The organic sector has been undergoing a national assessment of research priorities. While a full assessment is not yet complete, preliminary results of the research needs assessment have identified priorities that can help inform applications to Organic Science Cluster III. These priority areas are outlined below and are also available as a PDF. A more detailed report will be available at a later date.

1. Increasing competitiveness through improvements in productivity, production stability and resiliency with climate extremes and/or quality of product, including:

  • Breeding - Developing/identifying crop cultivars and livestock that are: adapted to regional organic management, resilient to pest pressure, adapted to use nutrients/feed efficiently
  • Pest (disease and insect) management strategies - with an emphasis on prevention and cultural strategies, for
    • livestock (e.g. mastitis, lameness, external/internal parasites, etc.),
    • horticultural crops (e.g. apple scab, blight, rots, nematodes, powdery mildew, wireworm, spotted wing drosophila, Colorado potato beetle, flea beetle, thrips, etc.),
    • cereals and pulse crops (e.g. fusarium head blight, seedling blight, root diseases, white mold, etc.)
  • Weed management strategies - cultural and mechanical practices for in organic field and horticultural crops with emphasis on perennial weeds (e.g. Canada thistle, field bindweed); impacts and alternatives for plastic mulch use in horticulture
  • Cropping systems strategies – cover crops and green manures, intercropping, development of climate resilient systems, greenhouse systems
  • Soils, including:
    • effects of management practices on the form and quantity of soil organic matter,
    • practices to improve soil health and linking soil health with productivity, product quality and ecosystem services (e.g. clean air, clean water, water storage, etc.),
    • improved soil fertility management with crop rotation and soil amendments
  • Livestock feed - Alternative feed sources to reduce grain/concentrate use, including food waste, forages, insect protein; improved pasture management to maintain productivity and quality of feed while maintaining or improving biodiversity
  • Improving quality of organic products
    • improved nutritional value through management practices and cultivar selection,
    • evaluating and improving grain cleaning and storage practices
  • Development and application of new technologies to support organic production systems – including soil amendments (local resources/waste recycling), equipment, pesticides
  • Assessment of GE contamination risks to organic production systems, evaluating the effectiveness of mitigation practices and development of improved practices.
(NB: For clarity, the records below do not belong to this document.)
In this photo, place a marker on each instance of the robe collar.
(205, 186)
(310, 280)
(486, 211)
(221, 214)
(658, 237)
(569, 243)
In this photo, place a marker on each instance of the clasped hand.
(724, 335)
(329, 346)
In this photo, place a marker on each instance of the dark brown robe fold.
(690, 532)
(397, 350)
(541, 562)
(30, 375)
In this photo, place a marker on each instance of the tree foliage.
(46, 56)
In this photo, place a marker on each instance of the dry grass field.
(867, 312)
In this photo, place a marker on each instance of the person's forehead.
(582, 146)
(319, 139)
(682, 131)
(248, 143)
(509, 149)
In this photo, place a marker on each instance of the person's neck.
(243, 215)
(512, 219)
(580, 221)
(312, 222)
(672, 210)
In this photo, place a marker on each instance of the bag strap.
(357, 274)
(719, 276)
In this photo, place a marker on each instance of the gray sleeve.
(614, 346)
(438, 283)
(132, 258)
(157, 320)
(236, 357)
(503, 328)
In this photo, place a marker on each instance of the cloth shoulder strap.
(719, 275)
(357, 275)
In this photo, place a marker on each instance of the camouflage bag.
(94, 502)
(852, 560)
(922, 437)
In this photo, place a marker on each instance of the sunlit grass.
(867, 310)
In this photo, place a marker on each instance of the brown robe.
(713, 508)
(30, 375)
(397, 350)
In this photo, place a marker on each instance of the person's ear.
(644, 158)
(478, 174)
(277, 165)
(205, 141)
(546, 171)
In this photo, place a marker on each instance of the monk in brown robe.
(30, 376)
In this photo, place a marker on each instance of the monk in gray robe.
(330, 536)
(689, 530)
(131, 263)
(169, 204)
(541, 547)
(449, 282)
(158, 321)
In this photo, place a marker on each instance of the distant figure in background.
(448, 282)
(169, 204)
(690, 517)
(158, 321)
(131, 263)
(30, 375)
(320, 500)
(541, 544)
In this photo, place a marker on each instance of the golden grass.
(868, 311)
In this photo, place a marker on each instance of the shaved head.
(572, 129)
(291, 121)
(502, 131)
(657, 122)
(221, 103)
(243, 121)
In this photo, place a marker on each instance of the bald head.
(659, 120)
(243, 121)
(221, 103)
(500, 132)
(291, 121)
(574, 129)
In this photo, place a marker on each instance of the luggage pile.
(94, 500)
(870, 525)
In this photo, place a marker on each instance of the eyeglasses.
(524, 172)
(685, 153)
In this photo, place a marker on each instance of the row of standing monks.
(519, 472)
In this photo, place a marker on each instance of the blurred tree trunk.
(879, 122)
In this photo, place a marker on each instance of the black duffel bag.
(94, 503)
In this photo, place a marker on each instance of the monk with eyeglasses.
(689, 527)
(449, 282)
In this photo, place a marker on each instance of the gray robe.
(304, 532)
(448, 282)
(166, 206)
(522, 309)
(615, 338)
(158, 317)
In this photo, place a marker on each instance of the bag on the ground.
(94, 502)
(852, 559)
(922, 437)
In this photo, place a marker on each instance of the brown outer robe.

2. Advancing public good through characterization and improvement of:

  • Agroecosystem function – nutrient cycling and movement, carbon life cycle and energy use analysis (whole system)
    • carbon balance of organic production systems in Canada
  • Ecosystem services – carbon sequestration, soil health, biodiversity, and pollination
    • soil health in tillage-based systems
    • using buffer zones to boost biodiversity – costs, impacts
  • Nutritional benefits of organic.
  • Note: Characterization of the environmental impacts of organic systems is a high priority, and is encouraged to be included as a component of all research projects as appropriate

3. Supporting organic sector evolution through:

  • Assessments of the sustainability of organic agriculture production systems and practices to improve sustainability
  • Application of holistic principles to find solutions that close nutrient/energy cycles - integration of crops and livestock, recycling of waste by-products (especially local/regional waste)
  • Improvement of animal welfare – optimizing outdoor access and housing

Researchers may also refer to locally identified priorities, as well as previously completed research needs and priorities assessments.